You also say you need to become more knowledgeable and that certainly is great for you, but did those relatives have to be knowledgeable of anything? No, so the problem is not about theology, or anything actually related to reason. This is about the influence of what seem to be the typical hippie wannabe that looks for bootlegs religions with no substance. These people probably hate to be forced to talk about religion in a serious manner, so if you have to talk about it, do so in the least emotional, more serious manner imaginable. Many times it is not about knowledge but about tone and rhetoric that make manifest how senseless something is.
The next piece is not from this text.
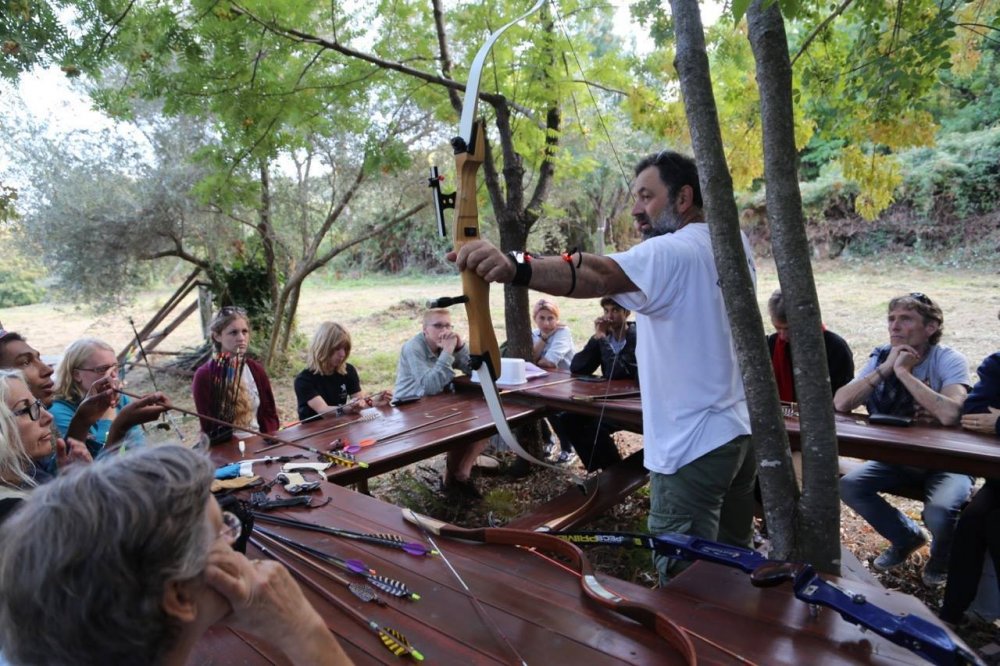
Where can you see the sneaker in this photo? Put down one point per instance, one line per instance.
(456, 488)
(933, 575)
(566, 457)
(893, 556)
Sounds like it’s not actual buddhism, but new age crap. For the record, they do have magick rock stuff in hinduism, but it’s kind of a more obscure, more expensive, more personalized stuff. My mom did the magick rock treatment, and she had specific instructions of which rock to wear on which finger, for how long, and it was done through a fairly personalized consultation

Anyways, women rarely do things because of reason. Actually, most people don’t. So in some sense you can say that you’re deficient in your knowledge of the faith, but it’s not like you need to start lecturing her on stuff. People have negative stereotypes against Christianity, while at the same time having a spiritual hunger and a void in their lives. You can break the stereotype by practicing your religion, being kind, smart, patient etc. The more steadfast you are in your religion, the more likely your woman is to follow you.

If your woman isn’t a vegetarian, you can pre-empt that a bit and redirect it, by going “hey, it’s a friday, you want to keep it with me?” (ie no meat) or whatever. Likewise, you can burn frankincense at your house during prayer, and explain it to her when she notices.

I would recommend focusing on your girl first because you have the most influence over her, and once she’s on your side you can try to influence her parents together.